Participation at these events has always reflected a variety of ages, but in this archipelago-wide struggle to oust Governor Rosselló, crowds all over the island are especially diverse.

Genesis, 26, who’d just returned from vacation in L.A., was anxious to join the fight on Wednesday night.

“There’s a certain energy here,” she says. “The reality is that it’s going to be tedious, but we’ll keep going. It’s not just [the hippies’] fight: There’s abuelas, abuelos, kids, and all generations represented here.”

“There’s a certain energy here. The reality is that it’s going to be tedious, but we’ll keep going.”

Two young teens among the protestors – Tristan, 16, and Lukas, 14 – said it was their third day of protest in Old San Juan. Neither could remember exactly how many other protests they’d been to in recent years; they’ve participated in many.

There are demonstrations scheduled in and around Old San Juan through the next few days, including a reading of the Telegram chat transcript in its entirety at the Capitol Building on Saturday morning. Sunday in Mayagüez, protestors will convene in the evening at one of the schools closed under Keleher. A family-centric gathering is scheduled for the same day in San Juan at the Parque Luis Muñoz Rivera. Monday, the call is for a national strike: Protestors plan to occupy a major San Juan expressway.

Support worldwide is growing too, with the Puerto Rican diaspora protesting in various U.S. cities, and individuals and groups showing solidarity in Spain and throughout Europe.

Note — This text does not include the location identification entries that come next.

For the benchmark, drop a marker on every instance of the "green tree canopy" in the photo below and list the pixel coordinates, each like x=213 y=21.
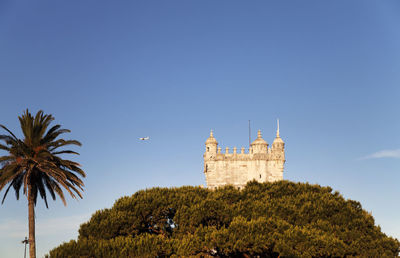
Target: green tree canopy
x=34 y=164
x=281 y=219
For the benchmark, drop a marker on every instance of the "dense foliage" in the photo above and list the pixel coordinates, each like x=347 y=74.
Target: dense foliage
x=35 y=163
x=267 y=220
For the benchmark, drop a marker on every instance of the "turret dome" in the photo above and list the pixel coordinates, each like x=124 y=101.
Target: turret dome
x=278 y=139
x=211 y=139
x=259 y=140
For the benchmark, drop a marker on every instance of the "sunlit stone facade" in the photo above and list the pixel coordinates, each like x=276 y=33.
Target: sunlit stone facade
x=236 y=168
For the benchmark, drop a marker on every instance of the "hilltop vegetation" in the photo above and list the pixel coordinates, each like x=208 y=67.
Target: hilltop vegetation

What happens next isn’t for certain. Rosselló has publicly stated multiple times that he will not resign.

“This is a person who’s extremely stubborn,” Genesis says. “This person believes he’s entitled. This is something that we’ll have to fight not two days, not three days – it’s just starting.”

Meanwhile, Natal emphasizes that the time to plan for the future is now.

“We need to start talking about how to come together like we have so far, for the resignation of Ricardo Rosselló, but in this case, to put forward an alternative not only to Rosselló but to the corrupt two-party system that has exchanged power between different administrations for the last 80 years or so,” he says.

The question of who will run via Victoria Ciudadana’s platform is up to the people, Natal says. Right now, the group, which includes former 2016 gubernatorial candidates Alexandra Lúgaro and Rafael Bernabe, is focused on growing the movement. When the time comes, it will be the people who decide “where to concentrate our political capital,” rather than the group itself, Natal says. (The 33-year-old cannot run for governor himself because of minimum age requirements.)

“We need to start talking about a political alternative for the 2020 election,” Natal says. “We need to convert all the anger that we have right now into action that could actually change things, and that could actually represent taking back the government, and giving it to the people.”